Screens for developmental delay generally provide a set of norms for different age groups. Development varies continuously with age, however, and applying a single criterion for an age range will inevitably produce misclassifications. In this report, we estimate the resulting error rate for one example: the cognitive subscale of the Bayley Scales of Infant and Toddler Development (BSID-III).

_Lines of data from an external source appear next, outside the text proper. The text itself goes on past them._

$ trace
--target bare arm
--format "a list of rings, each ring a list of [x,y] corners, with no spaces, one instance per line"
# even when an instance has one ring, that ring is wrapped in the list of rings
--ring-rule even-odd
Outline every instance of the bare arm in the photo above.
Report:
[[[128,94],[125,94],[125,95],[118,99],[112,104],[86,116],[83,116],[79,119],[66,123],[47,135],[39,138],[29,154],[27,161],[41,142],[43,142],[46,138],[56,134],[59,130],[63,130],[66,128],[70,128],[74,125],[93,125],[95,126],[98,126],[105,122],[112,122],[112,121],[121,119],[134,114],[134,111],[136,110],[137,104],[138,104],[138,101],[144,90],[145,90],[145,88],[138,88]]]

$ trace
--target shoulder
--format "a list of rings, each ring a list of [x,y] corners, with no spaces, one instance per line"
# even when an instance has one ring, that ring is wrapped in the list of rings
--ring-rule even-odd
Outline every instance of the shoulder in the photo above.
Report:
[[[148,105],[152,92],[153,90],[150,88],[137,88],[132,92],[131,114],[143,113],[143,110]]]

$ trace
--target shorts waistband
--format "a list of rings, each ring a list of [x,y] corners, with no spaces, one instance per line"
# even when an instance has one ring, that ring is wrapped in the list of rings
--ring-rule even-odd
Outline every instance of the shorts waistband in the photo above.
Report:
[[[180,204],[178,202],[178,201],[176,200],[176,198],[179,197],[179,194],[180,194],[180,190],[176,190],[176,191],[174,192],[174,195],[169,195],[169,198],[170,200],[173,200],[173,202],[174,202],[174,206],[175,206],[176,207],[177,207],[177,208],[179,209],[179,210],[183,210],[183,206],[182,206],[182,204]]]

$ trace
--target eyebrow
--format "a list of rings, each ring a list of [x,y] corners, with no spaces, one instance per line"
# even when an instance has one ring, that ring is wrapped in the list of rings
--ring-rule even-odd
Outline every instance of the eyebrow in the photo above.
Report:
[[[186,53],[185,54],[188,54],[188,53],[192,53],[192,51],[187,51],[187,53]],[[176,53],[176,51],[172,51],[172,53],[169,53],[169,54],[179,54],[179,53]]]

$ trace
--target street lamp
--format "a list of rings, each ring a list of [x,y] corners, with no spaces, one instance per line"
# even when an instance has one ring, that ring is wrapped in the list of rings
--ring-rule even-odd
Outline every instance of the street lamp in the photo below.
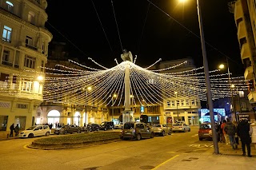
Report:
[[[86,119],[85,119],[85,124],[86,125],[87,124],[87,105],[88,105],[88,101],[87,101],[87,97],[88,97],[88,91],[90,91],[92,89],[92,87],[89,86],[87,87],[87,89],[86,89]]]
[[[174,92],[174,94],[176,95],[177,117],[178,117],[178,100],[177,100],[177,94],[178,94],[178,92]],[[174,122],[175,122],[175,120],[174,120]]]
[[[236,110],[235,110],[235,106],[234,106],[234,95],[233,95],[233,89],[234,88],[234,85],[231,85],[231,79],[230,79],[230,66],[229,66],[229,61],[228,58],[226,57],[226,67],[227,67],[227,73],[229,76],[229,89],[231,91],[231,104],[232,104],[232,108],[233,108],[233,118],[234,117],[235,121],[238,122],[238,118],[236,116]],[[219,69],[224,69],[225,65],[223,64],[221,64],[218,67]]]
[[[112,101],[112,121],[114,121],[114,98],[117,97],[118,95],[114,94],[113,97],[111,97],[111,101]],[[110,96],[111,97],[111,96]]]
[[[78,126],[80,126],[80,115],[78,116]]]
[[[184,2],[185,0],[180,0],[182,2]],[[215,120],[214,120],[214,105],[210,91],[210,81],[209,77],[209,68],[208,68],[208,61],[206,57],[206,44],[205,44],[205,38],[203,34],[203,27],[202,27],[202,20],[201,16],[201,6],[199,3],[199,0],[197,0],[198,5],[198,22],[199,22],[199,30],[200,30],[200,38],[201,38],[201,45],[202,45],[202,53],[203,57],[203,67],[205,71],[205,77],[206,77],[206,92],[207,92],[207,101],[208,101],[208,106],[210,116],[210,124],[212,127],[212,133],[213,133],[213,142],[214,142],[214,153],[219,154],[218,146],[218,136],[217,132],[215,128]]]

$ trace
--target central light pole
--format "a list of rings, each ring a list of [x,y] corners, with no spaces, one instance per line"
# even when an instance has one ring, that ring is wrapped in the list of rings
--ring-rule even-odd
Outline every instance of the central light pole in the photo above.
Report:
[[[180,1],[184,2],[186,0],[180,0]],[[206,57],[206,43],[205,43],[205,38],[203,34],[202,20],[201,16],[201,7],[200,7],[199,0],[197,0],[197,5],[198,5],[198,22],[199,22],[199,30],[200,30],[202,53],[202,58],[203,58],[203,67],[205,71],[206,92],[207,92],[207,101],[208,101],[208,106],[209,106],[209,111],[210,111],[210,125],[212,127],[212,133],[213,133],[214,148],[214,153],[219,154],[218,146],[218,136],[217,136],[217,132],[215,128],[215,120],[214,120],[214,105],[213,105],[213,100],[212,100],[211,91],[210,91],[210,77],[209,77],[208,61]]]
[[[174,92],[174,94],[176,95],[177,117],[178,117],[178,99],[177,99],[178,92]],[[174,122],[175,122],[175,120],[174,120]]]

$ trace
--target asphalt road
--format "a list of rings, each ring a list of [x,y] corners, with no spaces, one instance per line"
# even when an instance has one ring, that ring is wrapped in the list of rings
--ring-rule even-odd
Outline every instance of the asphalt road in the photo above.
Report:
[[[38,137],[0,140],[0,169],[158,169],[178,153],[203,152],[213,147],[212,141],[198,140],[198,127],[191,127],[191,132],[152,139],[61,150],[26,147]]]

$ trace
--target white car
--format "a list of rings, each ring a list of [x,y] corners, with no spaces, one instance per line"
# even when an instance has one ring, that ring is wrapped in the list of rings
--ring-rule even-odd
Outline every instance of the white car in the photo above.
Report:
[[[122,124],[114,125],[114,129],[122,129]]]
[[[173,132],[177,131],[183,132],[190,132],[190,127],[184,123],[174,124],[173,125]]]
[[[46,136],[50,134],[50,129],[48,125],[34,125],[27,128],[26,130],[21,131],[18,133],[18,137],[30,137]]]

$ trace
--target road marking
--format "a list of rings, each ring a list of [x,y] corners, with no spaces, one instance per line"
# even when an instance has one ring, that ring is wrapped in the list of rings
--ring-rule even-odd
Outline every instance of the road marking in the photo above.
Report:
[[[174,159],[175,157],[178,157],[178,156],[179,156],[179,155],[175,155],[174,156],[173,156],[173,157],[170,158],[169,160],[167,160],[164,161],[163,163],[162,163],[162,164],[158,164],[158,166],[156,166],[155,168],[153,168],[153,169],[151,169],[151,170],[154,170],[154,169],[158,168],[159,168],[159,167],[161,167],[162,165],[163,165],[163,164],[166,164],[167,162],[169,162],[170,160],[171,160]]]

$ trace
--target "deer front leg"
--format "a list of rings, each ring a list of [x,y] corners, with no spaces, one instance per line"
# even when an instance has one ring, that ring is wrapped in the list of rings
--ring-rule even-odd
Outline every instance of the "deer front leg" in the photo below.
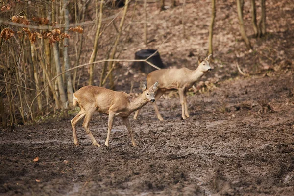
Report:
[[[77,140],[77,137],[76,136],[76,129],[75,128],[75,126],[76,126],[76,123],[77,122],[85,116],[86,115],[85,113],[86,112],[85,110],[81,109],[81,111],[79,112],[79,113],[77,114],[77,115],[71,121],[72,128],[73,128],[74,140],[74,144],[76,145],[78,145],[78,141]]]
[[[185,105],[185,115],[188,118],[189,118],[189,113],[188,112],[188,106],[187,102],[187,94],[186,92],[184,92],[184,104]]]
[[[140,109],[139,109],[139,110],[137,110],[136,112],[135,112],[135,114],[134,115],[134,119],[137,119],[137,117],[138,117],[138,115],[139,114],[139,112],[140,112]]]
[[[90,129],[89,128],[89,123],[90,122],[90,121],[91,120],[91,118],[92,117],[92,114],[94,113],[95,110],[96,108],[93,108],[86,112],[86,117],[85,117],[84,122],[83,122],[83,127],[85,128],[86,132],[87,133],[88,135],[89,135],[89,137],[90,137],[90,139],[91,139],[91,141],[92,141],[93,145],[99,147],[100,145],[97,143],[97,141],[93,137],[93,135],[92,134],[92,133],[90,131]]]
[[[126,126],[126,128],[127,129],[127,130],[130,133],[133,146],[135,147],[136,146],[137,146],[137,145],[136,144],[136,142],[135,142],[135,140],[134,139],[134,134],[133,134],[133,131],[132,130],[131,125],[130,124],[130,122],[128,120],[128,117],[122,117],[122,120],[124,122],[124,124],[125,124],[125,126]]]
[[[180,100],[181,101],[181,105],[182,105],[182,118],[183,119],[186,119],[186,116],[185,115],[185,101],[184,101],[184,94],[185,91],[184,88],[179,89],[179,95],[180,96]]]
[[[162,91],[161,89],[158,89],[155,94],[155,97],[154,98],[155,99],[155,102],[154,102],[154,110],[155,110],[155,113],[156,114],[156,116],[157,116],[157,118],[159,119],[160,121],[163,121],[163,118],[160,115],[159,113],[159,111],[158,110],[158,108],[157,108],[157,105],[156,105],[156,101],[158,100],[158,99],[161,97],[162,95],[164,93],[164,91]]]
[[[107,147],[109,146],[109,137],[110,137],[110,132],[112,129],[112,125],[113,124],[113,120],[115,117],[115,113],[114,112],[109,112],[108,116],[108,128],[107,131],[107,137],[105,141],[105,146]]]

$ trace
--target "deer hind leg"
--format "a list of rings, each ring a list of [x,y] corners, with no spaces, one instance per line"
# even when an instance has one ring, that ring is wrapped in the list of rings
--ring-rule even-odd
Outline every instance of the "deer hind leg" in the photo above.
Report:
[[[127,130],[129,131],[130,133],[130,135],[131,136],[131,139],[132,140],[132,144],[133,144],[133,146],[135,147],[137,145],[136,144],[136,142],[135,142],[135,140],[134,139],[134,134],[133,133],[133,131],[132,130],[132,128],[131,127],[131,125],[130,124],[130,122],[128,120],[128,117],[122,117],[123,122],[124,122],[124,124],[125,124],[125,126],[126,126],[126,128]]]
[[[108,116],[108,128],[107,130],[107,137],[105,141],[105,146],[109,146],[109,137],[110,137],[110,132],[112,129],[112,125],[113,124],[113,120],[115,117],[115,113],[114,112],[109,112],[109,116]]]
[[[95,112],[95,109],[91,109],[90,110],[86,112],[86,117],[85,117],[85,120],[84,120],[84,122],[83,123],[83,127],[86,130],[86,132],[90,137],[90,139],[92,141],[93,145],[97,146],[98,147],[99,147],[100,145],[99,144],[97,143],[95,138],[94,138],[94,136],[92,134],[90,129],[89,128],[89,123],[90,123],[90,121],[91,120],[91,118],[92,117],[92,115],[93,114],[94,112]]]
[[[81,111],[71,121],[72,128],[73,128],[73,134],[74,135],[74,144],[76,145],[78,145],[78,141],[76,136],[76,129],[75,128],[75,126],[77,122],[85,116],[85,110],[81,108]]]
[[[189,118],[189,113],[188,112],[188,105],[187,102],[187,94],[186,92],[184,93],[184,104],[185,105],[185,115]]]
[[[158,110],[157,105],[156,105],[156,102],[157,101],[158,99],[161,97],[161,96],[164,94],[164,91],[162,91],[160,89],[158,89],[156,92],[156,93],[155,94],[155,97],[154,98],[155,99],[155,102],[154,102],[154,103],[153,103],[154,110],[155,110],[155,113],[156,114],[156,116],[157,116],[157,118],[160,121],[163,121],[164,119],[159,113],[159,111]]]
[[[73,128],[73,134],[74,135],[74,144],[76,145],[78,145],[78,141],[76,136],[76,129],[75,128],[75,126],[77,122],[85,116],[85,112],[84,109],[81,108],[81,111],[71,121],[72,128]]]
[[[181,101],[181,105],[182,105],[182,118],[183,119],[186,119],[186,116],[185,115],[185,101],[184,101],[184,94],[185,91],[184,89],[179,89],[179,95],[180,96],[180,99]]]
[[[140,112],[140,109],[139,109],[139,110],[137,110],[136,112],[135,112],[135,114],[134,115],[134,119],[137,119],[137,117],[138,117],[138,115],[139,114],[139,112]]]

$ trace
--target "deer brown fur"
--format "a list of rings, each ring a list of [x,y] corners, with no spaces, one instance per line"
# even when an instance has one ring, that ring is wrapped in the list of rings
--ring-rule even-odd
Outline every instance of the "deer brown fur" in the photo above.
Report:
[[[186,68],[180,69],[164,69],[150,72],[147,76],[147,86],[150,85],[154,81],[158,81],[159,85],[155,93],[155,100],[157,101],[164,93],[171,90],[178,90],[181,105],[182,105],[182,118],[183,119],[189,117],[188,112],[186,91],[191,88],[193,84],[201,78],[206,73],[211,70],[209,60],[211,54],[204,60],[198,55],[198,66],[195,70]],[[163,118],[159,113],[158,108],[154,104],[154,110],[157,118],[160,121]],[[139,110],[137,110],[134,119],[136,119]]]
[[[74,144],[78,145],[75,126],[77,122],[85,117],[83,126],[89,136],[92,144],[97,146],[100,145],[92,135],[89,124],[93,113],[97,111],[100,113],[107,114],[108,127],[105,145],[109,146],[110,132],[112,128],[113,121],[116,116],[122,119],[128,130],[132,143],[136,146],[134,136],[128,116],[131,113],[146,105],[149,102],[154,102],[154,91],[158,82],[155,82],[151,88],[146,88],[143,82],[140,87],[143,93],[137,98],[134,98],[126,93],[112,91],[104,88],[94,86],[86,86],[81,88],[74,94],[74,105],[78,105],[81,108],[79,113],[71,120]]]

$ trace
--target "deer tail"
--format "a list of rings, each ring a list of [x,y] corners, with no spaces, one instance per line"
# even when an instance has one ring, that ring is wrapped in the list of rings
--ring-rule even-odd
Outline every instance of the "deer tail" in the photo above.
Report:
[[[74,106],[76,106],[77,105],[77,98],[74,95],[74,98],[73,99],[73,104]]]

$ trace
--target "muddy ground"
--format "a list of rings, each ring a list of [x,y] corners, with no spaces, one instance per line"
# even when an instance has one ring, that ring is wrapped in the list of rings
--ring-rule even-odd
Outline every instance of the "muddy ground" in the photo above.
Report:
[[[151,104],[143,108],[138,120],[130,117],[136,147],[119,118],[109,147],[104,146],[107,116],[98,114],[90,128],[102,146],[91,145],[82,121],[77,130],[80,145],[75,146],[70,121],[76,111],[66,118],[2,130],[0,195],[294,195],[293,4],[267,1],[268,34],[255,39],[249,1],[245,1],[245,27],[254,46],[247,51],[240,35],[235,1],[217,1],[214,69],[202,78],[207,82],[198,86],[201,90],[189,93],[188,119],[181,119],[175,94],[157,103],[164,122],[156,118]],[[187,1],[184,39],[181,3],[160,13],[148,4],[148,20],[154,22],[147,26],[150,43],[142,43],[143,31],[138,30],[142,24],[133,24],[130,43],[123,46],[126,49],[121,58],[131,58],[140,49],[162,46],[159,52],[166,64],[195,69],[197,54],[207,53],[211,1]],[[130,5],[130,10],[133,6]],[[135,21],[144,16],[143,4],[138,6]],[[87,37],[89,46],[83,54],[88,59],[94,36]],[[104,58],[108,45],[104,42],[97,59]],[[240,76],[236,62],[250,76]],[[117,90],[128,93],[135,81],[134,90],[139,92],[139,81],[146,75],[132,70],[129,63],[119,66]],[[96,73],[101,67],[96,67]],[[80,87],[87,84],[88,74],[79,72],[85,73]],[[95,84],[99,78],[96,75]]]
[[[270,75],[270,76],[267,76]],[[188,97],[181,119],[176,96],[130,117],[138,146],[115,120],[104,146],[107,117],[91,123],[93,146],[70,120],[1,132],[1,195],[281,195],[294,194],[294,113],[291,72],[221,82]],[[34,161],[38,156],[39,160]]]

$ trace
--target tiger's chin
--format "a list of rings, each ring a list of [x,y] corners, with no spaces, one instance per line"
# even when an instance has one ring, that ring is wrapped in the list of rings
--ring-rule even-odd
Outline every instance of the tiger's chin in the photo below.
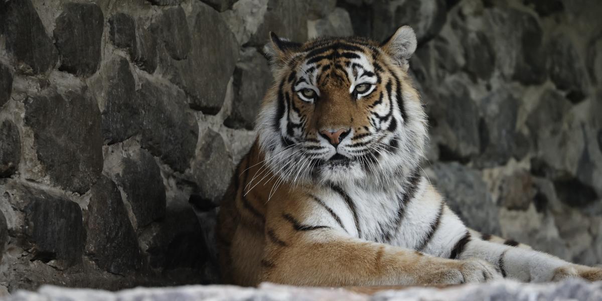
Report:
[[[318,181],[336,184],[355,182],[365,177],[361,164],[349,159],[330,160],[317,168]]]

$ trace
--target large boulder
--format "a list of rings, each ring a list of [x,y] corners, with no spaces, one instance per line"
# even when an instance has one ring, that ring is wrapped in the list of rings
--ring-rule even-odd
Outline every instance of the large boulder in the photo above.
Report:
[[[57,19],[54,39],[61,58],[59,70],[87,76],[101,61],[104,16],[93,3],[68,3]]]
[[[84,193],[102,170],[101,113],[93,100],[53,88],[25,100],[25,124],[33,132],[37,159],[51,181]]]
[[[86,254],[101,268],[114,274],[127,275],[140,268],[143,259],[138,237],[117,186],[102,176],[90,193]]]
[[[0,33],[17,72],[27,75],[47,72],[58,54],[30,0],[0,3]]]
[[[0,123],[0,178],[9,177],[19,168],[21,161],[21,139],[14,123]]]

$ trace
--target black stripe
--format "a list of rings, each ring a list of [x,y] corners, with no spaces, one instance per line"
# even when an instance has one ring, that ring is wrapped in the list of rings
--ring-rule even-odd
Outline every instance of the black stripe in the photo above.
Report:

Data come from a general population sample of 594 children (305 male) aged 1 month to 42.5 months who received the BSID-III as part of a validation study. We used regression models to estimate the mean and variance of the cognitive subscale as a function of age. We then used these results to generate a dataset of one million simulated participants and compared their status before and after division into age groups. Finally, we applied broader age bands used in two other instruments and explored likely validity limitations when different instruments are compared.
When BSID-III age groups are used, 15% of cases are missed and 15% of apparent cases are false positives. Wider age groups produced error rates from 27% to 46%. Comparison of different age groups suggests that sensitivity in validation studies would be limited, under certain assumptions, to 70% or less.
The use of age groups produces a large number of misclassifications. Although affected children will usually be close to the threshold, this may lead to misreferrals. Results may help to explain the poor measured agreement of development screens. Scoring methods that treat child age as continuous would improve instrument accuracy.